Putting Kournikova on the cover of Sports Illustrated is like putting the Montreal Expos on the cover of SI. Well, not exactly. Because adolescent teenagers aren't likely to keep a magazine featuring the Montreal Expos tucked underneath their mattresses. And I bet a magazine featuring the Montreal Expos isn't as likely to have sticky pages. And the cover doesn't feature Kournikova sliding across a clay court hitting a backhand, or in the middle of an overhead smash. No, this cover is just a head shot of Kournikova, lying prone and clutching a pillow. And it looks... airbrushed. Has SI lost that much readership to ESPN: The Magazine that they have to resort to this?

I might be able to understand this if both the NHL and NBA weren't in the midst of their playoffs, Barry Bonds wasn't on pace to break the home run record, and the Red Sox and Yankees weren't tied for first place. At least then they could argue that there was nothing else worthy of the cover. But SI has apparently decided that since their best selling issue every year is the Swimsuit Issue, they might as well abandon sports and go with what every marketing person knows all too well: Sex sells. I'm sure the article contains all the sordid details of her relationships with NHL stars Pavel Bure and Sergei Federov. And who knows... maybe they'll actually talk about tennis somewhere in there.

Transition

I wrote the above a few years ago in another node. Recently, the wise Lord Brawl suggested that perhaps it should be moved here. I agreed. However, now it is somewhat one-sided and topical, so I will do my best to supercede everything other writeup in this node.

Tennis

What a lot of people forget when they see Anna in the tabloids is that when she first started playing tennis, she was actually hyped for playing tennis. Her skill at the net got her compared to John McEnroe. In her first appearance in a major (the U.S. Open) she reached the fourth round before losing to Steffi Graf (then the #1 player in the world). By age 15 she was ranked 69 in the world, and became the youngest player ever to win a Federation Cup match, and only the second woman ever to reach the semifinals of her first Wimbledon. By 1998 she was regularly beating top 10 opponents, including a stretch where she defeated every player that had been #1 since 1987 in a span of three months. 1998 was also the first time she lost to anyone ranked lower than her (the streak had been an Open Era record). She finished the 2000 season ranked 8th in the world in singles, and earlier in the year she had been ranked #1 in doubles, having won the 1999 Australian Open titles with Martina Hingis.
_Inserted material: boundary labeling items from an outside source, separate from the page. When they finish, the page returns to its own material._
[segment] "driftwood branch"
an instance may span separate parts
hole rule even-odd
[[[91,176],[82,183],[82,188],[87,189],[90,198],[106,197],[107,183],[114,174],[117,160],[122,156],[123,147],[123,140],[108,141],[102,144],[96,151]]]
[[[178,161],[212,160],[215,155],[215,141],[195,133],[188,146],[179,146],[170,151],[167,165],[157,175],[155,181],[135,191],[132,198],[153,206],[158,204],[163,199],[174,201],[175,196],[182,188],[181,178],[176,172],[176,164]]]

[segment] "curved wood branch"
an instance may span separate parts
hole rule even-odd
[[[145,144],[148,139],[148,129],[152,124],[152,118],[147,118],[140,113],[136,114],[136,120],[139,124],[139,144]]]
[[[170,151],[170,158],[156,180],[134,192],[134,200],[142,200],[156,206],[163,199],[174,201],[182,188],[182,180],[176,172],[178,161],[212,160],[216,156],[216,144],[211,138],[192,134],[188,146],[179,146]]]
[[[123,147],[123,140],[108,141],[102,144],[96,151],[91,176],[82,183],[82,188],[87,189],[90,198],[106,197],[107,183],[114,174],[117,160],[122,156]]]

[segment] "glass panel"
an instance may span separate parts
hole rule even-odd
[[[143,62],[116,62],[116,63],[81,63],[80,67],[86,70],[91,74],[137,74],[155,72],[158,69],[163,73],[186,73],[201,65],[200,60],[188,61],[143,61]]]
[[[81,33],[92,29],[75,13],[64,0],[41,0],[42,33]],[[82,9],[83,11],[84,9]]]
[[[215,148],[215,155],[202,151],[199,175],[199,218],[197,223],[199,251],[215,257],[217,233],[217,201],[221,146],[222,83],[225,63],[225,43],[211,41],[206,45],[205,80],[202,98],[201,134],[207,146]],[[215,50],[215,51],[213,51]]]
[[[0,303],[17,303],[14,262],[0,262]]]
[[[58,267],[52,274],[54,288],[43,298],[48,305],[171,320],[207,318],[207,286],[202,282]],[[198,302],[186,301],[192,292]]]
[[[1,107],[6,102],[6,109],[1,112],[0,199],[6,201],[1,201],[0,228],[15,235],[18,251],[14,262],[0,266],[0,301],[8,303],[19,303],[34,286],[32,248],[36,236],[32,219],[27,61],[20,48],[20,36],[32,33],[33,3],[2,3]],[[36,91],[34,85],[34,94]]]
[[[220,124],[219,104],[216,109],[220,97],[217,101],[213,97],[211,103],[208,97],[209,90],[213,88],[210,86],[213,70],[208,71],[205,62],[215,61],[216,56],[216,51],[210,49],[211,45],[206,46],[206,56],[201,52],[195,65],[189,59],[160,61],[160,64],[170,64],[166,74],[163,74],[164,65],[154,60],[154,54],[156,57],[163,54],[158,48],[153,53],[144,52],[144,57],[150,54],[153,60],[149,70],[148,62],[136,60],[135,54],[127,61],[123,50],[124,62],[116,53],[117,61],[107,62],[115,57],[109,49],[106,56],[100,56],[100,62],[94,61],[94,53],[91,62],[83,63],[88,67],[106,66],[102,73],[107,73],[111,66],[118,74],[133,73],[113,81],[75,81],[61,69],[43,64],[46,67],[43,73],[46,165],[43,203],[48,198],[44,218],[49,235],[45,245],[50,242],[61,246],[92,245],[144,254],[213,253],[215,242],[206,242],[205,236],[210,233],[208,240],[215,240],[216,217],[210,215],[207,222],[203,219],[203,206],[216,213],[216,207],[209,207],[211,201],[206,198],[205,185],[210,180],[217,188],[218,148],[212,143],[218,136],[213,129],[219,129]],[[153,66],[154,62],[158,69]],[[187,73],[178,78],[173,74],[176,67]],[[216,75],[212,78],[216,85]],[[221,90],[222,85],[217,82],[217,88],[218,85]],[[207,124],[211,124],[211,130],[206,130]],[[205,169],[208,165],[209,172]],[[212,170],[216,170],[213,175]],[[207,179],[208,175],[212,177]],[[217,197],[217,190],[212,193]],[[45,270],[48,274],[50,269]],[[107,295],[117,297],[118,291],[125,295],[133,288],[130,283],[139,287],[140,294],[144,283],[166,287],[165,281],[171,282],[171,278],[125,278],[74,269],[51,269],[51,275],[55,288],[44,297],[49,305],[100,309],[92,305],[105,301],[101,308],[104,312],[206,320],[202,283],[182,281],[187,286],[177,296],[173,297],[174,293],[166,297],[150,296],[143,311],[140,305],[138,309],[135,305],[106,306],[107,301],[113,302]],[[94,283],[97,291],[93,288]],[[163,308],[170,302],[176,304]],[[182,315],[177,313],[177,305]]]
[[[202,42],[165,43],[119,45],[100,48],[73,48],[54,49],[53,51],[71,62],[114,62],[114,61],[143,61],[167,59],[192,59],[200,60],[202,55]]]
A lot of jokes fly around about whether or not Anna will play in some upcoming tournament, and whether or not she'll make it out of the first round. The fact is, she's had a laundry list of injuries, from stress fractures to a torn ankle ligament to a dislocated thumb. She spent a lot of 2002 and almost all of 2003 rehabing from a bad back. There's speculation that her injuries are a result of poor conditioning, and that maybe Anna cares more about her modelling and endorsement deals, and her jet-set lifestyle more than she does about tennis. I'm not sure whether this is true or not, but I'm also not sure it's relevant. She's made just over three million dollars playing tennis, and she's easily made ten times that with her other contracts. I think I'd focus on the latter of those, too, and if I were good enough to play professional tennis on the side, I'd pick up a racquet now and then. Most sports fans are not as forgiving.

Short Bio

Born in Moscow on June 7, 1981, Anna began playing tennis at age 5 and moved to Bradenton, Florida to attend the Nick Bollettieri Tennis Academy in 1992. She moved to Miami in 1997 where she currently resides. She was previously married to Sergei Federov and has also been linked to several other celebrities, including Pavel Bure and Enrique Inglesias.